BookmarkSubscribeRSS Feed
🔒 This topic is solved and locked. Need further help from the community? Please sign in and ask a new question.
Filipvdr
Pyrite | Level 9

Hello,

My dataset looks likes this:

DATE           MONTH      VALUE

01032011      MAR2011    8.50

02032011      MAR2011    8.50

02032011      MAR2011    5.50

02032011      MAR2011    8.50

14032011      MAR2011    7.50

24032011      MAR2011    9.00

24042011      APR2011     8.50

24042011      APR2011     8.50

26042011      APR2011     2.50

24042011      APR2011     3.50

16052011      MAY2011     2.50

24052011      MAY2011     13.50

25052011      MAY2011     4.50

26052011      MAY2011     3.50

27052011      MAY2011     2.50

25062011      JUN2011     10.50

26062011      JUN2011     13.50

27062011      JUN2011     12.50

28062011      JUN2011     13.50

According to 2 macro variables i have to calculate floating averages/median/percentile.

%let calc = average;

%let bin = 3;

The number of bin is in months. So for this example if i want to calculate the number for JUN2011 the number has to be calculated on the values of APR , MAY and JUN. If the variable bin is 2 i have to calculate JUN on JUN and MAY , MAY on APR and MAY and so on..
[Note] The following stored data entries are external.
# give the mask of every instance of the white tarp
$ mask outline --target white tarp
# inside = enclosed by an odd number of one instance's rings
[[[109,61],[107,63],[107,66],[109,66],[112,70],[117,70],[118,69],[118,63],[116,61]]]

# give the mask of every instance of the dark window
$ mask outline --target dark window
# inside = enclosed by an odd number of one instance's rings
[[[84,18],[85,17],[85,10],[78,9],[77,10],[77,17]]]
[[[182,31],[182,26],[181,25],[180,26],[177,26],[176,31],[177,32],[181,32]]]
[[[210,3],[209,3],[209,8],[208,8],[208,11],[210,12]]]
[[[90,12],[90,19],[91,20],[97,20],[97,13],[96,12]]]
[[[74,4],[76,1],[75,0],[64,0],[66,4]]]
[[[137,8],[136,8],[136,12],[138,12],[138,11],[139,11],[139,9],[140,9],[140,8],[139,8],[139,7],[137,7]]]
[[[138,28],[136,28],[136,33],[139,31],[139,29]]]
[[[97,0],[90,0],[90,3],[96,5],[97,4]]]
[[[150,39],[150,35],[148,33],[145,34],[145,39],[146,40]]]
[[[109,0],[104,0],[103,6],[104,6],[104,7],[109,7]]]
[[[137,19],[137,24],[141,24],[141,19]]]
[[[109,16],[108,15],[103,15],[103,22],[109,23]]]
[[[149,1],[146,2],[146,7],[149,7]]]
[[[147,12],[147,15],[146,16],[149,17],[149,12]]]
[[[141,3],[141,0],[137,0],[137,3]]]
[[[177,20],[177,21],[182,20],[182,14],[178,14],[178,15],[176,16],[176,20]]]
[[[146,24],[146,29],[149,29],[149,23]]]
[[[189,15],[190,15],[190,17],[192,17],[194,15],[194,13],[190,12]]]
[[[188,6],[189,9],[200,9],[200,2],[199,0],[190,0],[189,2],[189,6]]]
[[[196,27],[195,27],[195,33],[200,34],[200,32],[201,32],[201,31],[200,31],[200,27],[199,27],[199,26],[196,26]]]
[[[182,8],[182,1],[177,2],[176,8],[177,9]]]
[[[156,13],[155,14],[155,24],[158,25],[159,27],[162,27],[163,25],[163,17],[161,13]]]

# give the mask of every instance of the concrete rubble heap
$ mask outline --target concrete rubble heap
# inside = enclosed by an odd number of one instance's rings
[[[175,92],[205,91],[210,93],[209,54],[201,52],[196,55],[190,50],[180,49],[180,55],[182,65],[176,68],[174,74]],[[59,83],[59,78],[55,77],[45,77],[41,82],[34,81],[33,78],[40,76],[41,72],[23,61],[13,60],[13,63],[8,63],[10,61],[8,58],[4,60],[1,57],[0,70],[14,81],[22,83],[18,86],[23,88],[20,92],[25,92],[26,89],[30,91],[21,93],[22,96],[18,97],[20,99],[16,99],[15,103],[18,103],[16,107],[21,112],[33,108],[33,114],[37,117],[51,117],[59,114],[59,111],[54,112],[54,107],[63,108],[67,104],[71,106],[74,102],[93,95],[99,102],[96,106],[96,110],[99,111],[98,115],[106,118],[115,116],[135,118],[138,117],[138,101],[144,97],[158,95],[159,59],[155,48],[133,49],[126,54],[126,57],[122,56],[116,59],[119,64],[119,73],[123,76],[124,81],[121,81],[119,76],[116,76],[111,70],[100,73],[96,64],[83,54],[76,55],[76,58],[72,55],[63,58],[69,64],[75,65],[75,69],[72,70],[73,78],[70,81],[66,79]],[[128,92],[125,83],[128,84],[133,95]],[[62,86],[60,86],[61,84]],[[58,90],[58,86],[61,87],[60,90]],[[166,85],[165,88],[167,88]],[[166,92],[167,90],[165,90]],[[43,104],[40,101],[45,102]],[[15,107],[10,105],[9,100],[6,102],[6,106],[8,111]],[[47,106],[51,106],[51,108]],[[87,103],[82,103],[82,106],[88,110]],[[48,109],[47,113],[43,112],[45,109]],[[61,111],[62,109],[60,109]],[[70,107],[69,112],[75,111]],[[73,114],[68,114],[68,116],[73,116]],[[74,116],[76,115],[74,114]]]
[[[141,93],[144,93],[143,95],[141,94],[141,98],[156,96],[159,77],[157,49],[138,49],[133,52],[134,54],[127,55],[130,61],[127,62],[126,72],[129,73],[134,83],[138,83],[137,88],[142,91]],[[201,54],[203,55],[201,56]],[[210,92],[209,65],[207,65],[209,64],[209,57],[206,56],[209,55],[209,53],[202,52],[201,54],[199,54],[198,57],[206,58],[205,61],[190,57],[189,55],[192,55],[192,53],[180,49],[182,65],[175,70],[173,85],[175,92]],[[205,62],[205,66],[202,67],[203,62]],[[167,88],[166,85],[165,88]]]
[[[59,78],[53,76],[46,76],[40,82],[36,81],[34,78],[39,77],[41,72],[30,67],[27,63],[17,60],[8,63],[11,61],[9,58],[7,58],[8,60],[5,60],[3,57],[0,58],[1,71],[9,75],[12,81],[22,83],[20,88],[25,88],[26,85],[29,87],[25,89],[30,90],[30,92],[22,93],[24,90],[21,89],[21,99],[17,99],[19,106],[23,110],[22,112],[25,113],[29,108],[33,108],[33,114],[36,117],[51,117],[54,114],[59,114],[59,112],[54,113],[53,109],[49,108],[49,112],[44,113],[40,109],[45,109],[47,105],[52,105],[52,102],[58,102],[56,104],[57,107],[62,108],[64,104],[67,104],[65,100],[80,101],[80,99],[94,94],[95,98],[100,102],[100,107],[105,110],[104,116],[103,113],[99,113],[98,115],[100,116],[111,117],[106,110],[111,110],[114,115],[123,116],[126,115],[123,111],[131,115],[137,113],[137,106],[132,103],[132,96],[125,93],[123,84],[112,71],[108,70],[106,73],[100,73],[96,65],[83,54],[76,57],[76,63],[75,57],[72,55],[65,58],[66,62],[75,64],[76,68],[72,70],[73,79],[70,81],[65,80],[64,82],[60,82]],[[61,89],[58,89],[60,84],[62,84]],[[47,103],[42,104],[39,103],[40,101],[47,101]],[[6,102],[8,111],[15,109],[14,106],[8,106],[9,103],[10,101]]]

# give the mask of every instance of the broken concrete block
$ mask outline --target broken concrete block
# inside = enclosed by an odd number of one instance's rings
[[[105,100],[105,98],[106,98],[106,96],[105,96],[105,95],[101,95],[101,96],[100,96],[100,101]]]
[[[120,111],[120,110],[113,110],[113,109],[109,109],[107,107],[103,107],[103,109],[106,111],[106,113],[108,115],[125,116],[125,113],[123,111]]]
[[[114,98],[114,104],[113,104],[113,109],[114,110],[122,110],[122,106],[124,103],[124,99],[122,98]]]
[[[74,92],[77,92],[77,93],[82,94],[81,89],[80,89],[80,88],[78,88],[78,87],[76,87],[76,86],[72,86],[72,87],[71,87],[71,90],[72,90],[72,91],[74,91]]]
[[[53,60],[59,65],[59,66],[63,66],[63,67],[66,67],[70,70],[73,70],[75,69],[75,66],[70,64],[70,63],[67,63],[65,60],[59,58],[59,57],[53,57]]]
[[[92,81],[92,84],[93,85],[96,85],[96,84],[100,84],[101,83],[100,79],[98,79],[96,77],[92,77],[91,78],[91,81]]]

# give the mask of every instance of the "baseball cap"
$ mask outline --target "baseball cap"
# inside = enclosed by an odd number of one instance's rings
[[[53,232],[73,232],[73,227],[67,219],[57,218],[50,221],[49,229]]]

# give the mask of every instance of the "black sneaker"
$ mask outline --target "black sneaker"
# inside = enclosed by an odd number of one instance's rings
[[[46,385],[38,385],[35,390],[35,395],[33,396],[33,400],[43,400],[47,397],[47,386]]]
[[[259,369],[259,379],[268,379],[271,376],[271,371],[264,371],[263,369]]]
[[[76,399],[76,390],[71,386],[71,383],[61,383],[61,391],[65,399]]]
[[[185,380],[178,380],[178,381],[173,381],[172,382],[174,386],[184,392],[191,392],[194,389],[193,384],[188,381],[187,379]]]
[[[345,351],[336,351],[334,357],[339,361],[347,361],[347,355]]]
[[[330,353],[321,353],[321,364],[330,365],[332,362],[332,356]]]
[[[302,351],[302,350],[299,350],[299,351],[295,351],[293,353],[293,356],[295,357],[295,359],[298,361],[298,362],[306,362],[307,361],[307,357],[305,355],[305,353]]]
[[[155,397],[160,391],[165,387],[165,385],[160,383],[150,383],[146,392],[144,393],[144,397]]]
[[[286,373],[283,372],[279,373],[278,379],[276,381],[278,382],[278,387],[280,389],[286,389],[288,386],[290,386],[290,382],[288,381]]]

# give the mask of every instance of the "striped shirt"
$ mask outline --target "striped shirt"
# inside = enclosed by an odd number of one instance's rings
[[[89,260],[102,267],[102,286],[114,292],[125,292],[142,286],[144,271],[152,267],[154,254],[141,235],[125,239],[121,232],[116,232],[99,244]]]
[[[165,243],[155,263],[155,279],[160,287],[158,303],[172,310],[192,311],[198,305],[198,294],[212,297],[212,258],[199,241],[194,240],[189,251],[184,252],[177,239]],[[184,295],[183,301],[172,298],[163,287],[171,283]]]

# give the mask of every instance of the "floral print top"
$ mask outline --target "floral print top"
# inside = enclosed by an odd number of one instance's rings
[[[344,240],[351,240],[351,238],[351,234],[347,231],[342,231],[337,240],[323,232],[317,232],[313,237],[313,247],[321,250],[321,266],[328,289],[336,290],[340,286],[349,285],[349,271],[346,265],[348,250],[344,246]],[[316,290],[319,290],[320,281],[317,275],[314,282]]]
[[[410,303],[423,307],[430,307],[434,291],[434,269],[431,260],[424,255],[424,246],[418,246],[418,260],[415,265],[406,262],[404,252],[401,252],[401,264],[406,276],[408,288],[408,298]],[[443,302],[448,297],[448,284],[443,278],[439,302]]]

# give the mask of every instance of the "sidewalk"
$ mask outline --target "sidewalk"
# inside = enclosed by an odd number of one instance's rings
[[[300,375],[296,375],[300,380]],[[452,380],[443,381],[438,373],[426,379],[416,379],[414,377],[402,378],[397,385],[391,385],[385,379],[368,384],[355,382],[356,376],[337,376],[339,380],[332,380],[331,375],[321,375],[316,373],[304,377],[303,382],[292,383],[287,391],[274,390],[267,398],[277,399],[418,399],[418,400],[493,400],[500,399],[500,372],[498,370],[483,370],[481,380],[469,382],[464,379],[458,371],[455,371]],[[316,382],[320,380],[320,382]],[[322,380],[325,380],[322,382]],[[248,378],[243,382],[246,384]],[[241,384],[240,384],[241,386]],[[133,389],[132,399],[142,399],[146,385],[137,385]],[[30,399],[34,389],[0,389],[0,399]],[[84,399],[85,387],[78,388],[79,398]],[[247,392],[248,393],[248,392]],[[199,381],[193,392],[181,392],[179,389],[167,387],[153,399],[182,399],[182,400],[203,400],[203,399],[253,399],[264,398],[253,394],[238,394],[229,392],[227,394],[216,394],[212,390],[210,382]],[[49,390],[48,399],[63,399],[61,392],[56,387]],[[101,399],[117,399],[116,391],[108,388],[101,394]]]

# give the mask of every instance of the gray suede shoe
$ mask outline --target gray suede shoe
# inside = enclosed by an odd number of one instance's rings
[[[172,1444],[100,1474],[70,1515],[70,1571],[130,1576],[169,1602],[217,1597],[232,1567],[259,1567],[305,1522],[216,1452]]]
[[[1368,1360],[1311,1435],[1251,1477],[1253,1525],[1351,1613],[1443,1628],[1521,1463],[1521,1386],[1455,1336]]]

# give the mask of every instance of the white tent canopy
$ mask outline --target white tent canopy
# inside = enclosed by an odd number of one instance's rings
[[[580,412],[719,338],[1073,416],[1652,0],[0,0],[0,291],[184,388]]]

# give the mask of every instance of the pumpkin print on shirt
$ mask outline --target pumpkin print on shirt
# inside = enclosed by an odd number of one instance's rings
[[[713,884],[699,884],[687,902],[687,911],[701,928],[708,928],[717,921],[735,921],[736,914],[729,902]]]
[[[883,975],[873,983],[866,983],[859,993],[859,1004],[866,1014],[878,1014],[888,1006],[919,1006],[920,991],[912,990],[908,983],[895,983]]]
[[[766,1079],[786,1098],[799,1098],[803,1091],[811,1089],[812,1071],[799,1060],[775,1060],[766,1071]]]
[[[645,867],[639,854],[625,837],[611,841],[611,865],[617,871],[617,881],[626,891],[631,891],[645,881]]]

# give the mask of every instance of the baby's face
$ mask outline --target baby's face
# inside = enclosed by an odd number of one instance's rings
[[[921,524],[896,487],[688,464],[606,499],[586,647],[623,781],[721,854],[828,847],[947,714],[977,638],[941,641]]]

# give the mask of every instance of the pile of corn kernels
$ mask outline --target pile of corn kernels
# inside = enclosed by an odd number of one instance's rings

Could anyone set me on my way? I have no idea how to start on this one.

Regards,

Filip

1 ACCEPTED SOLUTION

Accepted Solutions
Ksharp
Super User

Actually, I have another way. If you don't mind.

data x(drop=month);
input DATE  : ddmmyy12.     MONTH  : monyy5.    VALUE ;
format date date9. month monyy5.;
cards;
01032011      MAR2011    8.50
02032011      MAR2011    8.50
02032011      MAR2011    5.50
02032011      MAR2011    8.50
14032011      MAR2011    7.50
24032011      MAR2011    9.00
24042011      APR2011     8.50
24042011      APR2011     8.50
26042011      APR2011     2.50
24042011      APR2011     3.50
16052011      MAY2011     2.50
24052011      MAY2011     13.50
25052011      MAY2011     4.50
26052011      MAY2011     3.50
27052011      MAY2011     2.50
25062011      JUN2011     10.50
26062011      JUN2011     13.50
27062011      JUN2011     12.50
28062011      JUN2011     13.50
;
run;
data x;
 set x;
 monyy=mdy(month(date),1,year(date));
 format monyy monyy5.;
run;




%macro cal(monyy=);
data xx;
 set x(where=(monyy between intnx('month',&monyy,-&bin+1,'b') and &monyy));
 month=put(&monyy,monyy5.);
run;
proc summary data=xx nway;
 class month;
 var value;
 output out=result(drop=_:)  mean= median= p75= /autoname;
run;
%mend cal;


%let bin = 3;

proc sort data=x(keep=monyy) out=temp nodupkey;by monyy;run;
data _null_;
 set temp;
 call execute('%cal(monyy='||strip(monyy)||')');
 if _n_ eq 1 then call execute('data final;set result;stop;run;');
 call execute('proc append base=final data=result force;run;');
run;

 


Ksharp

View solution in original post

18 REPLIES 18
Ksharp
Super User

What output do you want?

DeepakNMehta
Calcite | Level 5

Do you want average for all the previous months (as value in bin macro variable) for every row in a datamart/datalines?

Filipvdr
Pyrite | Level 9

Output would be month + average (could be median or percentile as well)

Also it could be a dataset with more then this 4 months but 4 years for example.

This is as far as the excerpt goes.